The primary goal of Intensive Short-Term Dynamic Psychotherapy (ISTDP) is to enable change through the mobilization of complex feelings linked to a past attachment bond and trauma that have been displaced and are creating the internal behaviours towards the self and the external behaviours in relationship that have ultimately driven the client to seek counselling (Abbass 2015).
This focus on feeling is for me of particular importance. I view it as leading to the development of a secure attachment to the self, and consequently, in relationship to others. This fits with my own experience of the difficulties that brought me to therapy as a client ultimately being a result of an inability to simply allow myself to feel my own complex feelings. It fits with my own experience of therapy, whereby the identifying and deactivating of my defences and an increase in my awareness of anxiety lead to the unlocking of unconscious complex feelings in me that had resulted from my own attachment trauma and had been negatively active, in many different ways, throughout my adult life.
The ISTDP technique may be extremely challenging for both client and therapist alike. It involves the practitioner taking an active stance, and there is potential for their own unconscious activation as well – hence the challenge. Yet, when “resistance is penetrated there is a marked and unmistakable increase in the strength of the therapeutic alliance” (Davanloo, 1990, 2000). Such challenging techniques are, to me and thanks to my experience of them, fully worth the effort.

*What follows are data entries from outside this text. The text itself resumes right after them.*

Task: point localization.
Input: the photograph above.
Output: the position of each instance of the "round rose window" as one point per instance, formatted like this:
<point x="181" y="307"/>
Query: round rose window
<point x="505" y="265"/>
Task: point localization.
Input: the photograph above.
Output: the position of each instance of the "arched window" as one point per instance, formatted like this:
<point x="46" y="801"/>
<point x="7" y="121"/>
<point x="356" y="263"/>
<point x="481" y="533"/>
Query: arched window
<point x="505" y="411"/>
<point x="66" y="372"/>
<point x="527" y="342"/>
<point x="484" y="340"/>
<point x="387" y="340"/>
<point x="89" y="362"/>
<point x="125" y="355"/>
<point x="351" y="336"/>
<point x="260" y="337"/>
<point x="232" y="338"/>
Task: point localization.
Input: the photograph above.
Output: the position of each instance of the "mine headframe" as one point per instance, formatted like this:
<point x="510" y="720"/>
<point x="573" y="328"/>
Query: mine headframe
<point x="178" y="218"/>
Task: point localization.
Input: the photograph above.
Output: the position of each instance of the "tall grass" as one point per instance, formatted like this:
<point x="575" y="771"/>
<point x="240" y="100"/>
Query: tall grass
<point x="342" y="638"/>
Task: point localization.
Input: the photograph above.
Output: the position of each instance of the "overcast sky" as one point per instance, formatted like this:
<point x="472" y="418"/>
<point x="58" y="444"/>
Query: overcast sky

The beauty of this work lies, for me, at the junction of being actively and genuinely caring and compassionate for the client, while tirelessly addressing the resistance to what lies untouched in their heart. The ultimate goal for the psychodynamic practitioner is to assist the client in resolving the core conflicts in their dynamic unconscious (Abbass 2015), and it is my heart’s desire to bring this healing work to marginalized folks, as it was once brought to me.
Abbass, A. (2015). Reaching Through Resistance. Seven Leaves Press: Kansas City, MO.
Davanloo, H. (1990). Unlocking the Unconscious: Selected Papers of Habib Davanloo, MD. John Wiley & Sons: Chichester, England.
Davanloo, H. (2000). Intensive Short-Term Dynamic Psychotherapy: Selected Papers of Habib Davanloo, MD. John Wiley & Sons: Chichester, England.